I was trying to test max bulk through put capability of my usb3.0
device. Bulk IN EP Companion descriptor's bMaxburst is 15 in my gadget.
My host controller is TUSB7340.

I see, that Device Sends ERDY with NumP=16.
Host sends ACK with NumP=4. I noticed that xhci driver programs Max
Burst Size same as that of reported by companion descriptor. So, what
does it mean, host controller's Max Burst is 4 only? So, even if driver
programs 15, it is limited by 3.

If yes, Does anybody know about any host controller supporting Max Burst
as 16 on Bulk EP?

The NumP=4 from the host probably means that the host only has buffer
space for 4 1K packets. 4K is the page size, so maybe the host was given a
scatter-gather list made up of single pages (just a guess). Or else the host
system just cannot empty the buffers quick enough to keep up.

The SCSI layer and mass storage driver usually queues a scatter-gather
list of 4K entries for the data phase.  The Linux xHCI driver turns each
sg-list entry into one TRB, and chains them all into one TD.  So it's up
to the host controller to fetch multiple TRBs and set the NumP field
appropriately.

It's possible the host controller only wants to fetch the current TRB's
worth of data.  We could attempt to collasce adjacent sg-list entries,
but I would have to look into whether that's possible, or if the upper
layer is already doing that when it creates the sg-list.


I think, here case is something different, because each submitted URB is of size 409600 bytes. Is it still possible that each TRB submitted is of size 4K only?

I am using usbtest/testusb under Linux to measure performance. I did some modification in zero gadget/usbtest to accept different bMaxburst/pattern etc for each supported EP.

On my EVB I do like this:
# insmod g_zero.ko buflen=409600 pattern=2 bulk_maxburst_in=15

I did some modification in usbtest too, to support pattern=2 (no check for data integrity)
# insmod usbtest.ko pattern=2
# ./testusb -a -c 1000 -t 2 -s 409600 -g 1

Just to notice that, same combination of host and device supports burst size of 16 on ISOC IN EP. With the following, I get 3Gbps end to end throughput.

@EVB:
# insmod g_zero.ko pattern=2 isoc_interval_in=1 isoc_mult_in=2 isoc_maxburst_in=15
@Host:
#./testusb -a -c 1000 -t 16 -g 10 -s 98304


What is the host OS and driver? We have found that the Linux xHCI driver
does not perform very well compared to the MCCI xHCI driver under
Windows (which AFAIK is the xHCI driver you usually get when you buy a
NEC/Renesas host adapter).
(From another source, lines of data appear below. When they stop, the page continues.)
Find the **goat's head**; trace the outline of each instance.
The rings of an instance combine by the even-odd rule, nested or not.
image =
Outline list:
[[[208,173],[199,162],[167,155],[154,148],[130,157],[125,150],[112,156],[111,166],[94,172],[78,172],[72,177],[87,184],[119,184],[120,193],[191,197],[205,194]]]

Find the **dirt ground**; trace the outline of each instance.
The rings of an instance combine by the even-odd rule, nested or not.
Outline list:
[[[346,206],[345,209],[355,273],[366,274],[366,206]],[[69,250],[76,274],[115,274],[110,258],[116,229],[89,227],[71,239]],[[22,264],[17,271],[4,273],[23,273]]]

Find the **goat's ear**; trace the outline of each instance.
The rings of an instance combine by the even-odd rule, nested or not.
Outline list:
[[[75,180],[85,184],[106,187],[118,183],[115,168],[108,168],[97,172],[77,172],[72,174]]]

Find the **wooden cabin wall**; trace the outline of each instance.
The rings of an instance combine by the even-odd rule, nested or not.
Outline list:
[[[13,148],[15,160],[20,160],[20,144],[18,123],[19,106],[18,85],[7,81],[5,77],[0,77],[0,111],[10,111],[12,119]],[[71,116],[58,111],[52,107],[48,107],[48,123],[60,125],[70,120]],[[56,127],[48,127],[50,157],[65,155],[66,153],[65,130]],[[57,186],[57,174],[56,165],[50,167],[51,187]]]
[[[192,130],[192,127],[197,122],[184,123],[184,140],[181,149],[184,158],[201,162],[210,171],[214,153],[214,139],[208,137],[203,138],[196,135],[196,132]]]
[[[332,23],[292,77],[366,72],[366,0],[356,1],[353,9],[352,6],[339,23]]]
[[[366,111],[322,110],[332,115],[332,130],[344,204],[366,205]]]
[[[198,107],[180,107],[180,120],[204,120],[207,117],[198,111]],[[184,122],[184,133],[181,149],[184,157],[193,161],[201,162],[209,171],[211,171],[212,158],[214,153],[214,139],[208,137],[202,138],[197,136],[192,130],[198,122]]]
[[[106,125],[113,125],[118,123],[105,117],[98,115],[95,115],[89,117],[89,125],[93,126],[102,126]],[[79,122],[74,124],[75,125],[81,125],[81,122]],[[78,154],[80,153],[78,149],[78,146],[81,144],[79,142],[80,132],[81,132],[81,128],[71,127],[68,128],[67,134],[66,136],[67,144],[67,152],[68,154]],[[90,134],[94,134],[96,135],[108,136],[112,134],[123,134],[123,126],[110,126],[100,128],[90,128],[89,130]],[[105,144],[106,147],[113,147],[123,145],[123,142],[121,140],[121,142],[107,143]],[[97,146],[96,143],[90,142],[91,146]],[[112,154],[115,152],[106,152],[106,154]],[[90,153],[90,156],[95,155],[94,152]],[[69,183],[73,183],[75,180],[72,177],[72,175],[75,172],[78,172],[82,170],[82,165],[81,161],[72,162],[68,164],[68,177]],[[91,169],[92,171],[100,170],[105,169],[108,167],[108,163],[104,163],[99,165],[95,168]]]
Did you get a Windows xHCI driver along with
your TUSB7340 adapter?


My host PC is:

PC with fedora 17 (kernel 3.5.4, Pentium(R) Dual Core E5400 @ 2.70 GHz, tusb7340evm connected at PCIe GEN2 port).

Yep, the Linux xHCI driver performance needs improvement.  That's next
on my todo list after I slog through my current bug list.

Hi Sarah,

Actually, I think I misspoke. I suspect it's actually the USB mass-storage
class driver, or the layers above it, that is responsible for the slowness.
The performance under Windows is comparable to Linux, until you
replace the standard USB mass-storage class driver with the one from
MCCI (in addition to their xHCI driver). And AFAIK you don't get that
driver when you buy a NEC/Renesas add-in card.

Which reminds me, I need to do a performance test under Windows
8, to see how it compares using its built-in USB 3.0 support.